When you're twenty-two, you can survive on four hours of sleep and adrenaline. That ends. Fast.

Start learning about your body now. Not just stretching and strengthening, though those matter. Learn about nervous system regulation. Learn that sometimes your "tight hip" is actually an exhausted brain. Find a physical therapist who understands dancers, not just athletes. Sleep more than you think you need. Eat actual food.

I used to pride myself on never saying no, on taking every class and every project until I was running on fumes. Then I tore my hamstring three weeks before a show I'd fought two years to get into. The recovery taught me more about sustainable artistry than any workshop ever could. You can't express vulnerability onstage if you're treating your own body like a machine that doesn't need maintenance.

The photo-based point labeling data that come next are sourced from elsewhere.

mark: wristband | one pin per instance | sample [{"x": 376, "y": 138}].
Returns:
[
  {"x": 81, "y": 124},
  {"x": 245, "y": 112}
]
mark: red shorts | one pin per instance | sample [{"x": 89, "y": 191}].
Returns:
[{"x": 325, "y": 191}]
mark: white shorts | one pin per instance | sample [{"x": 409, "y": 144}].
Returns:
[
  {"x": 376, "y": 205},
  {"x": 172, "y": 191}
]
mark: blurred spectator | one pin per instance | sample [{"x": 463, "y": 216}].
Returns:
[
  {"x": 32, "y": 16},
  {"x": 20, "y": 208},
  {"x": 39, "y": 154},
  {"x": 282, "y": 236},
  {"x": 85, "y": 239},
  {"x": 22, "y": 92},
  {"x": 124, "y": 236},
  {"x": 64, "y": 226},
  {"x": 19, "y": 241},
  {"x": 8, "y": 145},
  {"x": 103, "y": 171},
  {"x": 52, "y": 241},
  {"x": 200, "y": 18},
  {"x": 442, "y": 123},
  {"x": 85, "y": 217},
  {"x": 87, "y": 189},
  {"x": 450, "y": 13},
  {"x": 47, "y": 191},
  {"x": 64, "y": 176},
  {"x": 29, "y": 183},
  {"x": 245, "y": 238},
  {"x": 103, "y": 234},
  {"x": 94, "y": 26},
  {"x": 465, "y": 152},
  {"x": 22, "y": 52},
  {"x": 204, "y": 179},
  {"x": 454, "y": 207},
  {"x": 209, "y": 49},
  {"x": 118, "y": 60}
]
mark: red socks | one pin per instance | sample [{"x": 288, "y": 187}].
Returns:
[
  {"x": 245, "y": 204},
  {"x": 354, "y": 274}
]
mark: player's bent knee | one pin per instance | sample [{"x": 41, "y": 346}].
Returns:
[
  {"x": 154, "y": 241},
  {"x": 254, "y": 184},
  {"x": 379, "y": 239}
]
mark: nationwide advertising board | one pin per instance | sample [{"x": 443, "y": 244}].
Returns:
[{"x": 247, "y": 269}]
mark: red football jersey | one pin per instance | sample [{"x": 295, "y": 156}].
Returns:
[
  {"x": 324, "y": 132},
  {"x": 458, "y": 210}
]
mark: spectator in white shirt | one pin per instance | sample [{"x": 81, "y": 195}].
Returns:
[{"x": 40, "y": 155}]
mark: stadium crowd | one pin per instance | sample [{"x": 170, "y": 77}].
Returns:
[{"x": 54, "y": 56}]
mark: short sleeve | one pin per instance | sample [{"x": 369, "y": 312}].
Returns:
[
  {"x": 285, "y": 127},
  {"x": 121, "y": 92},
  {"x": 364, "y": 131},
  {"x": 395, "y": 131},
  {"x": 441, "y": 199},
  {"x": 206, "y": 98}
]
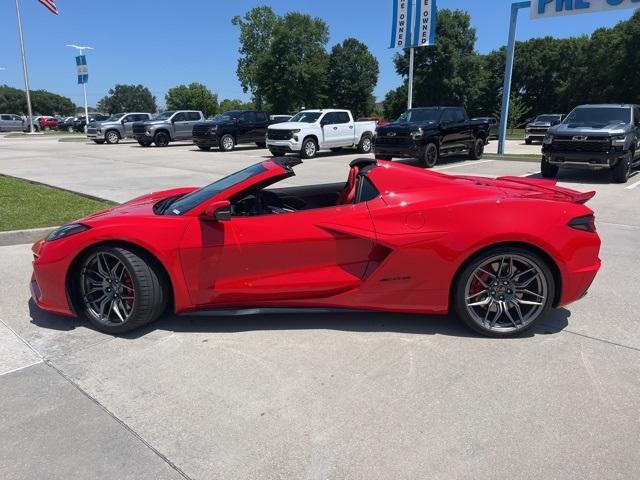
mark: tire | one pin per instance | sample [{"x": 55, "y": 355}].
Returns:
[
  {"x": 477, "y": 150},
  {"x": 504, "y": 298},
  {"x": 309, "y": 148},
  {"x": 548, "y": 170},
  {"x": 112, "y": 137},
  {"x": 365, "y": 145},
  {"x": 621, "y": 172},
  {"x": 429, "y": 156},
  {"x": 133, "y": 282},
  {"x": 161, "y": 139},
  {"x": 227, "y": 143}
]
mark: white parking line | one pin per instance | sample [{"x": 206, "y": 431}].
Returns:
[
  {"x": 633, "y": 185},
  {"x": 465, "y": 164}
]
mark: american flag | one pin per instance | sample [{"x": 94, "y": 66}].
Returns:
[{"x": 50, "y": 5}]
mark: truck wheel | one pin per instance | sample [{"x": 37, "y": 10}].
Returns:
[
  {"x": 227, "y": 143},
  {"x": 477, "y": 150},
  {"x": 112, "y": 137},
  {"x": 548, "y": 170},
  {"x": 622, "y": 170},
  {"x": 365, "y": 145},
  {"x": 161, "y": 139},
  {"x": 430, "y": 156},
  {"x": 309, "y": 148}
]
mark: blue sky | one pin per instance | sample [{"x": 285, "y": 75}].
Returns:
[{"x": 162, "y": 43}]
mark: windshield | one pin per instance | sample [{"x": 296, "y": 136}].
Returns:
[
  {"x": 548, "y": 118},
  {"x": 599, "y": 115},
  {"x": 193, "y": 199},
  {"x": 164, "y": 115},
  {"x": 226, "y": 116},
  {"x": 306, "y": 117},
  {"x": 420, "y": 115},
  {"x": 115, "y": 117}
]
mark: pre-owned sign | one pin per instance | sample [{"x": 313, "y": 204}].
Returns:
[{"x": 556, "y": 8}]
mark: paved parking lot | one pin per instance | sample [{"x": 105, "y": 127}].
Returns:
[{"x": 360, "y": 396}]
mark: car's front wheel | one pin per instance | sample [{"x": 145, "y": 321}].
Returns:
[
  {"x": 120, "y": 289},
  {"x": 504, "y": 291}
]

Rejection Doesn't Mean What You Think It Means

You're going to hear no. A lot. I keep a list now—thirty-four rejections in my first eighteen months of serious auditioning. At the time, each one felt like evidence that I wasn't meant for this. Now I see them differently.

Sometimes you're too tall for the partner they already hired. Sometimes they're looking for someone who can sing, and you can't. Sometimes they loved you but already promised the spot to an internal dancer. Most of the time, it has almost nothing to do with whether you're "good enough."

The trick is to audition, feel the disappointment for exactly one evening, then wake up and do something for your career the next morning anyway. Send the email. Take the class. Make the weird solo in your living room. Momentum is fragile in the early years, and the only thing that kills it faster than rejection is the story you tell yourself about the rejection.

Start Before You're Ready, Because You'll Never Be

There is no moment where you suddenly feel qualified. I felt like an impostor at my first paid rehearsal, and I felt like an impostor at my twentieth. The difference was that by the twentieth, I'd stopped waiting for permission.

So apply for the thing. Email the choreographer whose work makes you furious with envy. Make the piece with your friends in the park, even if nobody pays you. Your career isn't a staircase you climb. It's a messy, beautiful improvisation that only looks planned in hindsight.

Get out of the mirror. The real work is waiting on the other side.